5. Install and start the systemd service

sudo cp /opt/KH_Clock/KH-clock.service /etc/systemd/system/
sudo systemctl daemon-reload
sudo systemctl enable --now KH-clock

Check that it started:

sudo systemctl status KH-clock

The TV should now show the clock. Open http://<device-ip>:8080 from a laptop or phone on the same network to reach the dashboard.

6. Verify end-to-end

  1. Clock appears on the TV at boot — no keyboard/mouse/monitor needed
  2. Dashboard loads at http://<device-ip>:8080
  3. Type a message, pick a duration, press Send to Screen — message appears
  4. Clear Screen returns to the clock
  5. Status bar reflects the current state within 5 seconds
  6. curl API test works (see Test the API above)
  7. Reboot the device — clock comes back on its own

Troubleshooting

Clock doesn't appear after reboot:

sudo journalctl -u KH-clock -n 50

Common causes: wrong User= in the service file, user not in the video group, /dev/fb0 not present.

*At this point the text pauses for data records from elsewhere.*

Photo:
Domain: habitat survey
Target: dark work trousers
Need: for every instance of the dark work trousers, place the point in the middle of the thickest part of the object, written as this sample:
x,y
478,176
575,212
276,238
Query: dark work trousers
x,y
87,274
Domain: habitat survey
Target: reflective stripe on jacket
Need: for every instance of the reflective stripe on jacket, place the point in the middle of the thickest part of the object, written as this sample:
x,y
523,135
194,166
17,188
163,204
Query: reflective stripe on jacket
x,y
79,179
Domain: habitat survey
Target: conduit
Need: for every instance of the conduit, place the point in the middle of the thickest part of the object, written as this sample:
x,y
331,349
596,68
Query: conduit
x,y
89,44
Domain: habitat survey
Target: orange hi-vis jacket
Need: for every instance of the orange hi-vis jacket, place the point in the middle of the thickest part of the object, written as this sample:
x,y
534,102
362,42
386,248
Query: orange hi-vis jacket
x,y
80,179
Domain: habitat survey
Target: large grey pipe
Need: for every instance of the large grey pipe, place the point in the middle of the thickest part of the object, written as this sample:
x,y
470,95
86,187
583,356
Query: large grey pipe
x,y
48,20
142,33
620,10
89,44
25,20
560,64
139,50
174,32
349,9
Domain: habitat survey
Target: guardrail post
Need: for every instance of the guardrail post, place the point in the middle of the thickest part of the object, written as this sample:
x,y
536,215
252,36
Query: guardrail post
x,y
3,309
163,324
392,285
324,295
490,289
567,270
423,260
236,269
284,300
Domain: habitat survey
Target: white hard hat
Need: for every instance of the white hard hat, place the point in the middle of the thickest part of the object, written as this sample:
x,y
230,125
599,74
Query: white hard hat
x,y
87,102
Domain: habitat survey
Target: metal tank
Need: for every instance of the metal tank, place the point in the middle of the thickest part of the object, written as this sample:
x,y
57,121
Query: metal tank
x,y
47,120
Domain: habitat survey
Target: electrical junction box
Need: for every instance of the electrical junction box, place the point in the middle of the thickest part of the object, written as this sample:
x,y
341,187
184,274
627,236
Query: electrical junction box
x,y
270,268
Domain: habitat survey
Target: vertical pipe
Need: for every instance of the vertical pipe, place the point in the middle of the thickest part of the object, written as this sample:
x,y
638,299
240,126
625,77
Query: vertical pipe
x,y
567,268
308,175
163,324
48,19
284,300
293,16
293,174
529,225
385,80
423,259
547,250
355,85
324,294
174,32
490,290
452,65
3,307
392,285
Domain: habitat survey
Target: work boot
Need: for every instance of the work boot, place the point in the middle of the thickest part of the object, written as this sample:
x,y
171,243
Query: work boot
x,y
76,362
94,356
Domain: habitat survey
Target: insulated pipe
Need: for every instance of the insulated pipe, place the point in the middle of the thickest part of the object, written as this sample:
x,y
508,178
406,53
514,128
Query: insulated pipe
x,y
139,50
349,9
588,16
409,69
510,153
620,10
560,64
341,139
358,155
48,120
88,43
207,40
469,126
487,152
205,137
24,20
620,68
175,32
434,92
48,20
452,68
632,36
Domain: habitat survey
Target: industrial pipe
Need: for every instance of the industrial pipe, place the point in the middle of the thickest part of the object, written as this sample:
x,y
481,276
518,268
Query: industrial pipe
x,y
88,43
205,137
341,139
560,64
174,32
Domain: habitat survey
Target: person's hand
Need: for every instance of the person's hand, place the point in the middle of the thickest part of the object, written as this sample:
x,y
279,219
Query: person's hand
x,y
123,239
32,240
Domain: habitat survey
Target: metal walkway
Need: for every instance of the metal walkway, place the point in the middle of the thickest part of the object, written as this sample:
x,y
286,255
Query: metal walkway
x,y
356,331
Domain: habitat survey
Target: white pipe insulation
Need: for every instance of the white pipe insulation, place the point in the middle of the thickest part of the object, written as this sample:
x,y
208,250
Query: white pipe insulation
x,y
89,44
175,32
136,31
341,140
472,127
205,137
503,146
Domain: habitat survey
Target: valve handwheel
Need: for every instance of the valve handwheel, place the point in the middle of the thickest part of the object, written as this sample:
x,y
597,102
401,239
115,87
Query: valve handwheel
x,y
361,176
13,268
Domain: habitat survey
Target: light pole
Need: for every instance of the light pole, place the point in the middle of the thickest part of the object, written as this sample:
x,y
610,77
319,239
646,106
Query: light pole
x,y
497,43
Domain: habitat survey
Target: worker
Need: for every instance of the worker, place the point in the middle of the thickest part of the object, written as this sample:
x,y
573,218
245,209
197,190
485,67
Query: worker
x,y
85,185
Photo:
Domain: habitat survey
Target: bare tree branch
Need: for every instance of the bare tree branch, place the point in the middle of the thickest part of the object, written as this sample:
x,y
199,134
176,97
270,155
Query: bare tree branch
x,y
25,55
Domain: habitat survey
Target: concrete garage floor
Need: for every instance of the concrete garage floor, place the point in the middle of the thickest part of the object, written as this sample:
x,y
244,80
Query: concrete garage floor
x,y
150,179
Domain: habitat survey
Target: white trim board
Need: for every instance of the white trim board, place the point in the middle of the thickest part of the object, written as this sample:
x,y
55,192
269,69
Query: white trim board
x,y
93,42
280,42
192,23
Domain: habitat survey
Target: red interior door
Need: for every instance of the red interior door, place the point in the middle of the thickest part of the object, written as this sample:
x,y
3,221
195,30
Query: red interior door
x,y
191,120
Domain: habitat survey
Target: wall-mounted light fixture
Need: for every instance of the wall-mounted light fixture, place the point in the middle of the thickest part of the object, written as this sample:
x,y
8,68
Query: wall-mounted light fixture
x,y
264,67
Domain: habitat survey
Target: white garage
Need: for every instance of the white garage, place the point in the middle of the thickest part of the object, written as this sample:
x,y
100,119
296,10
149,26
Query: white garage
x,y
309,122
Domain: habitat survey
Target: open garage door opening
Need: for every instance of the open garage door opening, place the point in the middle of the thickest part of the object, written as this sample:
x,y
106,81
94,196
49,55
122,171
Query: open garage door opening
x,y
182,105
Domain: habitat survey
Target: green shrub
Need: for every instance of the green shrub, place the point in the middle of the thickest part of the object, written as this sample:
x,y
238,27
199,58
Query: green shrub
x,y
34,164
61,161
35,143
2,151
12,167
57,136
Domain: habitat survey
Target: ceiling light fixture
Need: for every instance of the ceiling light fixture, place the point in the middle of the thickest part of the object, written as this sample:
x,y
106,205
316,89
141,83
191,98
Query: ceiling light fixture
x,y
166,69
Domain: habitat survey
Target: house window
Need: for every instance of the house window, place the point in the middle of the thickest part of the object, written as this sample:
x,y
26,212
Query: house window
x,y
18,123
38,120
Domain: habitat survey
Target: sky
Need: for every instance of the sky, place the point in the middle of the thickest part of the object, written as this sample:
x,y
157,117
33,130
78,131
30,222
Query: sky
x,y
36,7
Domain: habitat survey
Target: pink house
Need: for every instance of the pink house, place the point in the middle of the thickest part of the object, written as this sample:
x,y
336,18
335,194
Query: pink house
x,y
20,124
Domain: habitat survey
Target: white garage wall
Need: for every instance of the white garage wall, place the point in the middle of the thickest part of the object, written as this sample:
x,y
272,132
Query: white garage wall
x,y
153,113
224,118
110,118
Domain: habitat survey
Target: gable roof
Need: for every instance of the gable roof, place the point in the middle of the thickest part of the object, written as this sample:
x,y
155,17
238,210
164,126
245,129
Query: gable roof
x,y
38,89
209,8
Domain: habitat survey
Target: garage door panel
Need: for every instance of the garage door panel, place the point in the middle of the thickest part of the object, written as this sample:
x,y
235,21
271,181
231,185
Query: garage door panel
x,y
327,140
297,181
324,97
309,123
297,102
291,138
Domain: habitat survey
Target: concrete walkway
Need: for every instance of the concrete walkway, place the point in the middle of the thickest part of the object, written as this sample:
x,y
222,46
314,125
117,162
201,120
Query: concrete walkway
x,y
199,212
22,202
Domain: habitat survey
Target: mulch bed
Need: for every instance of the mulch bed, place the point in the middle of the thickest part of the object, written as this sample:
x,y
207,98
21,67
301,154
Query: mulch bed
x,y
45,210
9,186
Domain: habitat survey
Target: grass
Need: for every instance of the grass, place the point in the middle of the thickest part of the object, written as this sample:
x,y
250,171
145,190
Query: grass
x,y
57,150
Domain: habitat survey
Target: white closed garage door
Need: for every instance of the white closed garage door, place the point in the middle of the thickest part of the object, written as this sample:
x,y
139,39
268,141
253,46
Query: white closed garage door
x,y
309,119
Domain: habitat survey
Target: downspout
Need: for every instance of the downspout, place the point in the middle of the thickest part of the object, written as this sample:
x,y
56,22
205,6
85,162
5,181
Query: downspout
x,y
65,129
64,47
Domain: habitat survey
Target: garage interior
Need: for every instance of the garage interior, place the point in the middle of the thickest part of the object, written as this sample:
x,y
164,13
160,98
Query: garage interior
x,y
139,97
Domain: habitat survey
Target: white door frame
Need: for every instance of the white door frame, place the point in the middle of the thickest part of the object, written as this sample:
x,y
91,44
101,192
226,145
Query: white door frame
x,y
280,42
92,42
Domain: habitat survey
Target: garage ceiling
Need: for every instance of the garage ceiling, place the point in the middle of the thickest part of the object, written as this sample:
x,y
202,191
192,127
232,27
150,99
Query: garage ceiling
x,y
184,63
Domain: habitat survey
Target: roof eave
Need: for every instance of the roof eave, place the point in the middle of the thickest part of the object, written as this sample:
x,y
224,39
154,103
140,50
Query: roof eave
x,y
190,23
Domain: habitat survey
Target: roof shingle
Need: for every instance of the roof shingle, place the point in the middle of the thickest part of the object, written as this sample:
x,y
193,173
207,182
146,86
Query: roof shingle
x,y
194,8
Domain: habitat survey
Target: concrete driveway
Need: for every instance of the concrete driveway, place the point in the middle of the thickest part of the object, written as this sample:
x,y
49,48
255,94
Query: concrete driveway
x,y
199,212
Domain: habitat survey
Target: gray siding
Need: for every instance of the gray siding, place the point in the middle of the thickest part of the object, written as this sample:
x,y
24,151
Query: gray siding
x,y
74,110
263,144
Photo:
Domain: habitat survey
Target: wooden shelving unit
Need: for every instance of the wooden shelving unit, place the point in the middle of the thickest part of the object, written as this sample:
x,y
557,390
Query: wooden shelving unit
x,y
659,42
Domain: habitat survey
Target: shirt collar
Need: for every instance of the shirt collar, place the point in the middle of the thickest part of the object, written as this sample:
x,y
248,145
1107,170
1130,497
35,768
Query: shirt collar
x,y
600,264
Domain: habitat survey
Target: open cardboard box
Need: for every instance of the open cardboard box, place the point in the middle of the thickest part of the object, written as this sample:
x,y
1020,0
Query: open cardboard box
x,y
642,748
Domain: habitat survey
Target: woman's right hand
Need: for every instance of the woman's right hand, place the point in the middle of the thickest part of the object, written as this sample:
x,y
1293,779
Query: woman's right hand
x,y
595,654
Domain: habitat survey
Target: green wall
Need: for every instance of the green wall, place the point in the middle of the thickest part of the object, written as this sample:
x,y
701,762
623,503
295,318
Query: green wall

/dev/fb0 permission denied:

groups                         # check 'video' is listed
sudo usermod -aG video <user>  # add if missing, then log out and back in

Framebuffer not found (/dev/fb0 doesn't exist): The desktop environment may still be running. Confirm systemctl get-default returns multi-user.target and that the display manager is disabled.

Dashboard unreachable: Check the service is running (systemctl status KH-clock) and that port = 8080 in config.toml isn't blocked by a firewall.

Font looks pixelated: DejaVu fonts aren't installed. Run sudo apt install fonts-dejavu on the device and restart the service.